A suicide bomber drove a truck packed with explosives into the playground of a primary school in northern Iraq and blew himself up, killing 14 children and their headmaster yesterday, police and medical sources said.

Another suicide bomber attacked a group of Shi’ite pilgrims on their way to visit a shrine in Baghdad, killing at least 14 people and wounding more than 30, some of them critically, police said.

No group immediately claimed responsibility for either bombing, but the tactics used point to the Sunni Islamist al-Qaeda, which views Shi’ites as non-believers and has been regaining momentum this year.

“Pools of blood, shoes and flesh are covering the ground,” said a policeman at the scene of the blast in Baghdad, which came on the anniversary of the death of a Shi’ite imam. Women and children were among the victims, the policeman said.

The attack at the primary school followed a suicide bombing minutes earlier on a police station in the same town, Tel Afar, about 70 kilometres northwest of Mosul city, where Sunni Islamist and other insurgents have a foothold.

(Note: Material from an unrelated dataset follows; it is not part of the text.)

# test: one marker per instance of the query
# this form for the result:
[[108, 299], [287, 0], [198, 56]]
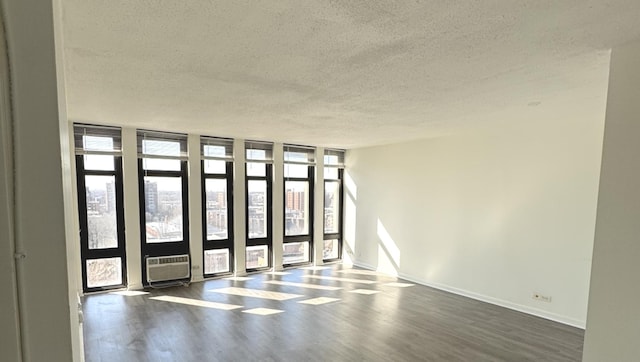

There were no casualties in the police station attack.

The majority of Tel Afar’s residents are from Iraq’s Shi’ite Turkman minority, which in recent years has been the target of killings and kidnappings.

“The fingerprints of al-Qaeda are clear on both attacks,” said an official in the town who declined to be named.

Over 30 wounded, 29 killed

Al-Qaeda’s Iraqi affiliate was forced underground in 2007 after a joint offensive by US troops and Sunni tribesmen. But the group has re-emerged this year, invigorated by growing resentment towards Iraq’s Shi’ite-led government, which the country’s Sunni minority accuses of marginalising their minority sect.

Sunnis launched street protests in December after Shi’ite Prime Minister Nouri al-Maliki sought the arrest of a senior Sunni politician. A bloody raid by security forces on a protest camp in April touched off a violent backlash by militants.